Wednesday, March 14, 2012

Maps: Assumptions Made

Maps are one of the most common, and intuitively understandable, instances of diagrams.  And, if you compare the aerial photograph of the region around my boyhood home on the left with a road map of the same region below, you can see a clear example of the abstraction involved with a diagram. As Peirce put it: Diagrams are "a skeleton representation of the relations concerned in the problem before the mind's eye in a schematic shape." [CP3.556]  The map, in this case, has abstracted, selected and simplified, the relationships (roads) between the indices (towns) for the purpose driving in the region. And, doing this requires certain assumptions; assumptions as to what is "important" if nothing else.

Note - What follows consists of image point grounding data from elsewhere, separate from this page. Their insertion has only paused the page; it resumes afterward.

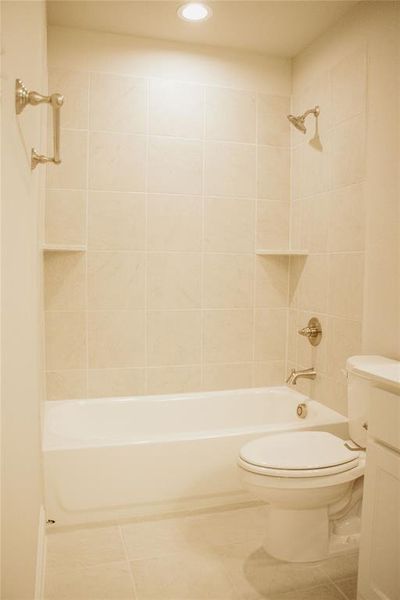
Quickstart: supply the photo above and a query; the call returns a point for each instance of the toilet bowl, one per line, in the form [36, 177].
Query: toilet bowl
[309, 479]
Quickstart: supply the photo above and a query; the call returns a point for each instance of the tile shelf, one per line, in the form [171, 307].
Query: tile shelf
[287, 252]
[63, 248]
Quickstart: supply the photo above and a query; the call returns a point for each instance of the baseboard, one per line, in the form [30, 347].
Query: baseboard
[41, 556]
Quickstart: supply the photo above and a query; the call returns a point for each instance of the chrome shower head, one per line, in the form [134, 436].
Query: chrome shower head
[298, 121]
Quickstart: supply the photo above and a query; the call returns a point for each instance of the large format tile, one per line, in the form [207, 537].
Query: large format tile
[117, 162]
[116, 221]
[184, 576]
[102, 582]
[229, 225]
[84, 547]
[176, 109]
[173, 337]
[175, 166]
[228, 335]
[116, 338]
[65, 217]
[230, 170]
[230, 115]
[228, 280]
[174, 223]
[115, 280]
[174, 280]
[117, 103]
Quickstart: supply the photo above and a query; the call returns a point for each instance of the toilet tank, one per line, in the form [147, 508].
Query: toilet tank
[363, 373]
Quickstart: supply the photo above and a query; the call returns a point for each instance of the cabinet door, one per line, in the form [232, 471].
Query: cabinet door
[379, 572]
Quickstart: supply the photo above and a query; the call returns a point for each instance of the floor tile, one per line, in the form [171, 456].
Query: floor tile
[184, 576]
[348, 586]
[321, 592]
[341, 566]
[152, 539]
[111, 581]
[84, 547]
[259, 573]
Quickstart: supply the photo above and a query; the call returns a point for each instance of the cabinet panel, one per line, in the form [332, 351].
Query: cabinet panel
[379, 572]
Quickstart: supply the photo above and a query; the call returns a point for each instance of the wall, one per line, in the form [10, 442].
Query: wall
[175, 167]
[22, 517]
[346, 198]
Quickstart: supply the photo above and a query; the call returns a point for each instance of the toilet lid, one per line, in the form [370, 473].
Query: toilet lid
[299, 454]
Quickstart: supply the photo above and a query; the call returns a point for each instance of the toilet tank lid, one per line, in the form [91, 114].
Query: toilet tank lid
[375, 367]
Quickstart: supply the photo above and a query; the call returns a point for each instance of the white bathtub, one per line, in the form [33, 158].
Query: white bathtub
[120, 458]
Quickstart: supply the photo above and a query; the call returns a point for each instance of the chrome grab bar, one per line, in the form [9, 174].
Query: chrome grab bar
[23, 97]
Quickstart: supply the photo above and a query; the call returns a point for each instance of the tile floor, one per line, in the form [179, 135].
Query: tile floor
[215, 556]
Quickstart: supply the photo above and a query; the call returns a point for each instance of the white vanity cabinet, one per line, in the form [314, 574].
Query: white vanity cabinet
[379, 567]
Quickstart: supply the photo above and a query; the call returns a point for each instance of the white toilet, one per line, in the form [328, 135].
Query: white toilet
[312, 482]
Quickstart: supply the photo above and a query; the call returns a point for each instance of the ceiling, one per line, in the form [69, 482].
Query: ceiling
[277, 27]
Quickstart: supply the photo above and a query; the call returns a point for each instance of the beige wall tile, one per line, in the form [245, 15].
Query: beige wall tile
[117, 103]
[347, 210]
[116, 339]
[273, 128]
[272, 281]
[173, 380]
[230, 115]
[344, 341]
[228, 280]
[272, 225]
[174, 223]
[346, 276]
[112, 383]
[66, 385]
[65, 281]
[65, 217]
[349, 86]
[269, 373]
[315, 220]
[65, 340]
[174, 280]
[273, 173]
[230, 170]
[116, 280]
[348, 152]
[228, 336]
[117, 162]
[116, 221]
[74, 86]
[228, 377]
[313, 284]
[229, 225]
[71, 173]
[175, 166]
[176, 108]
[173, 337]
[270, 334]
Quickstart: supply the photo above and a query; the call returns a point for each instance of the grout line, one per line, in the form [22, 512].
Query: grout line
[128, 560]
[146, 240]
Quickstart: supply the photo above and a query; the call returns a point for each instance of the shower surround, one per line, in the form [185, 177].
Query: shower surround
[175, 168]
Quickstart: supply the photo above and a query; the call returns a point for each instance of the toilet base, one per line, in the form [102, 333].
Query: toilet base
[297, 535]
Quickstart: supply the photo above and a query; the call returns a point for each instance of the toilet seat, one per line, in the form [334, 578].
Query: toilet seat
[298, 454]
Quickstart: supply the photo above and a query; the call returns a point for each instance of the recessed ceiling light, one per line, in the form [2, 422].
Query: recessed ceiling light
[194, 11]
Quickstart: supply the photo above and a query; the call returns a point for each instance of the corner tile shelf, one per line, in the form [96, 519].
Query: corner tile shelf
[267, 252]
[63, 248]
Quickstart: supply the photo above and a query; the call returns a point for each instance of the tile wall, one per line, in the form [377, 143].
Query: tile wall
[171, 185]
[328, 218]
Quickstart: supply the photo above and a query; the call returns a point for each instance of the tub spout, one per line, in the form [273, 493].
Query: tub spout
[306, 374]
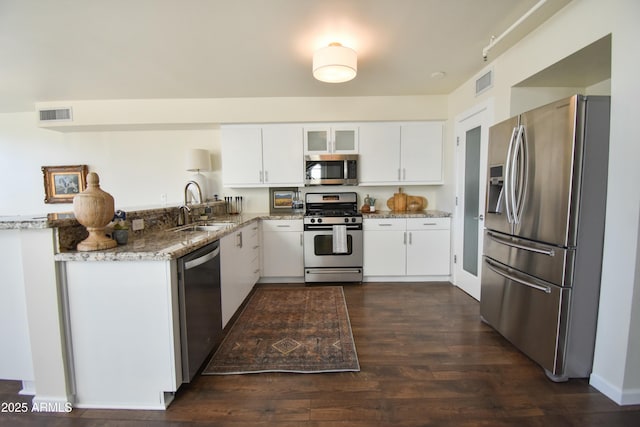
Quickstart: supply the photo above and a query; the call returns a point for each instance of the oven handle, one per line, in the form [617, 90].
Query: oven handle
[328, 271]
[309, 227]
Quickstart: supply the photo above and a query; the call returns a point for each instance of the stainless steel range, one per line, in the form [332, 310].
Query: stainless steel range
[332, 238]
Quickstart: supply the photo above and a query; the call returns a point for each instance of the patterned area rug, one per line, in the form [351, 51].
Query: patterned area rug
[302, 330]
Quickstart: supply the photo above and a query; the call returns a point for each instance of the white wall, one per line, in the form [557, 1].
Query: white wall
[137, 167]
[616, 370]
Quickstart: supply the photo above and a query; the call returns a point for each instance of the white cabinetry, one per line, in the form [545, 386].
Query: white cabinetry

The tendency, however, is to take these assumptions for granted. Milton Friedman [in "The Methodology of Positive Economics"] writes:
"… to suppose that hypotheses have not only 'implications' but also 'assumptions' and that the conformity of these 'assumptions' to 'reality' is a test of the validity of the hypothesis different from or additional to the test by implications. This widely held view is fundamentally wrong and productive of much mischief. [p. 14]
We rarely can afford the luxury of a "test by implications," that is of actually applying the diagram and then finding out it didn't work. More often we need to make a judgment prior to using the diagram as to whether it is appropriate for the situation and our purposes. Even the road map above, as functional as it may be for driving, is missing important information and perhaps making other inappropriate assumptions for, say, hiking. The hiker using this diagram and leaving it to be tested solely by the inferences that can be made from it may find him or herself in a very difficult situation.

More generally, though, I think saying we should not be concerned with assumptions is to say we should no longer be concerned with philosophy. For philosophy — before it became the chauvinistic and sectarian thing it is today — was concerned with just that: the assumptions a diagram, a conceptual system, or a set of beliefs might make; what others assumptions could be made; and what alternative systems might then be possible. Philosophy at the turn of the century did not consider questions within a minute domain of specialization, limiting itself to calculations within a given diagram. Philosophy was the discipline that considered questions regarding diagrams in general.